Baukuh

House of Memory . Milan


Baukuh . + archilovers

The “House of Memory” is an archive as well as an exhibition and conference space in Milan. It is the headquarter of five cultural associations whose aim is to preserve the memory of the conquest of freedom and democracy in Italy: the National Association of Former Deportees (A.N.E.D.), the National Association of Italian Partisans (A.N.P.I.), the National Association of Terrorism’s Victims (A.I.VI.TER.), the Association Piazza Fontana 12 December 1969 and the National Institute of Studies on the Italian Resistance Movement (I.N.S.M.L.I.). The building was completed in 2015, on the base of the project awarded first prize in an invited architecture competition organized in 2011. The new building is part of the recently transformed Porta Nuova area and is one of the elements of a network of new public spaces and facilities including the Headquarters of the Lombardy Region, the Riccardo Catella Foundation, the Art Incubator and the (soon to be completed) Park of the “Library of Trees”.
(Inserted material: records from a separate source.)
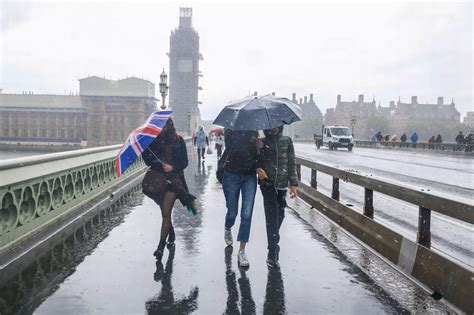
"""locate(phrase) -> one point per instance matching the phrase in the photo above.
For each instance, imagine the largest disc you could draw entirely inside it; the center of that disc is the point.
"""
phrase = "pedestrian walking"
(239, 179)
(201, 141)
(403, 138)
(414, 139)
(431, 142)
(394, 140)
(219, 145)
(459, 138)
(276, 171)
(167, 155)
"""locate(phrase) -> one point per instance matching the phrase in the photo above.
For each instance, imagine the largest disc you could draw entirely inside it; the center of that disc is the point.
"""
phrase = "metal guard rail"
(426, 202)
(451, 147)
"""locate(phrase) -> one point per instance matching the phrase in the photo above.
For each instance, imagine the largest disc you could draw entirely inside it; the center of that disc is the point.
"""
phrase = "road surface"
(451, 176)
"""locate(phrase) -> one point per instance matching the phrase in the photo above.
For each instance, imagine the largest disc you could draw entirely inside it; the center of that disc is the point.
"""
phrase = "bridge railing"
(38, 190)
(448, 147)
(441, 273)
(425, 201)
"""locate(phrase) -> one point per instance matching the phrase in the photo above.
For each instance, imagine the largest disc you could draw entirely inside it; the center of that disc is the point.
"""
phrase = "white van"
(335, 137)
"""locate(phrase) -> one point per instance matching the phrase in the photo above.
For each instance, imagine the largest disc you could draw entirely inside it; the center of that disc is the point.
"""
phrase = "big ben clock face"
(185, 65)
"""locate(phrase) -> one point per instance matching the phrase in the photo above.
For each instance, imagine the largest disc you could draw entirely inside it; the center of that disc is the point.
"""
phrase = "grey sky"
(327, 48)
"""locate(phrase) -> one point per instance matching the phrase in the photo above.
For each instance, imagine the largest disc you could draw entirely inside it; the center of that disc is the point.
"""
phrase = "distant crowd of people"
(433, 141)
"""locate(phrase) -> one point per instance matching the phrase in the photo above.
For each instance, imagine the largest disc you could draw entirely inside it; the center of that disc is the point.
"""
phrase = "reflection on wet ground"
(166, 302)
(117, 274)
The House of Memory is a house, a collective house in which Milanese citizens hope to find protection for the memories they want to preserve. Nobody inhabits this house, and in this case the word house is understood as an envelope, a protected space, or a shelter that crystallizes memory within the flow of the metropolis. The word “house” – which is far too familiar – paradoxically emphasizes the monumentality of the building, turning it into an archetype or a symbol. The House of Memory is a house, and therefore a monument. In this context, the house becomes an object to be both protected and exhibited, a treasury to be surrounded with an envelope that both defends and exposes its content.
Styles of Memory
The idea to entrust a building with the task of preserving and transmitting memory might seem anachronistic and it is certainly problematic in the context of contemporary society. In fact, we are all quite suspicious (and not without reason) of attempts to capture memory into something as defined and irreversible as a building. And yet the House of Memory, by definition, cannot avoid testifying and so resisting in a fixed configuration over a long period. It is impossible to ignore that the House of Memory is a monument, although it operates in a society without any precise collective goals to assign to architecture. Instead of opposing this unclear condition, we imagined how to profit from it. In fact, it is precisely in this complex dimension that the potential of the new building lies: in the possibility of combining the slowness and inertia of architecture with the multiplicity and rapidity of contemporary media. Rather than awkwardly following in the footsteps of contemporary communication technologies through a medium as static as architecture (and rather than reducing the complexity of contemporary technology and media to the unavoidable immobility of architecture), we chose to underscore the potential difference between the House of Memory’s solid exoskeleton and its fluid and mutating content. The new building highlights the complementarity of material and immaterial archives: different styles of memory coincide in an object that is ready to establish a dialogue with different audiences without renouncing the possibility of providing a unified representation. Thus a permanent stage set appears alongside a changing scenery, thereby producing a machine of memory that is both complex and univocal, both slow and mutating, and both multiple and immovable. The new building profits from both its weight and its lightness. As an open and continuously updated archive, the House of Memory is ready to play host to a multitude of informal and unforeseen uses. As a heavy, compact volume, the House of Memory displays its inertia, choosing to remain a stumbling block left to hinder and repeat its own testimony.
Polyptich
The relationship between memory and the House of Memory is not one of direct translation. Contemporary Milan does not possess a stable, entirely shared memory, ready to be carved in stone without further interrogation. Rather than considering the House of Memory as an expression of shared memory, we preferred considering it as a tool for discussing the different elements that coexist within the collective memory of the city. The House of Memory tries to provide a shelter for the various and varied memories that are woven not only into contemporary society, but also in the minds of individuals. Firm, longterm memories thus coexist inside all of us with our own fleeting, delicate memories; public memories go hand in hand with private ones; explicit memories cannot be separated from unconscious ones. The House of Memory is entirely covered with large images depicting Milan’s recent history. The shell of the new building is understood as a contemporary polyptych: this collection of images tries to suggest with great immediacy both the complexity and the ideal unity of Milan’s collective memory. The decorated façade, more than defining a shared memory, exposes the need for such sharing. For this reason the images collected on the envelope of the House of Memory are at the same time explicitly monumental and deliberately fragile. In fact, given their construction, the images appear more clearly from afar and then they lose clarity by coming closer. They dissolve into a sort of floating dust, as if they would finally be unsure about the very same truth that they so proudly accepted to expose. The iconographic program, carefully defined by a Scientific Committee, is made of nineteen portraits of anonymous Milanese citizens, which suggest the multiplicity of the populations that animated the city in the post-war period, and of eight historical images which record eight moments in the recent history of the city such as the deportation to concentration camps, the Liberation from Nazi-Fascism, the piazza Fontana bombing of 12 December 1969, …. This exterior decoration in polychrome brickwork establishes a direct relation with the Lombard tradition of buildings such as the Ospedale Maggiore and Santa Maria delle Grazie.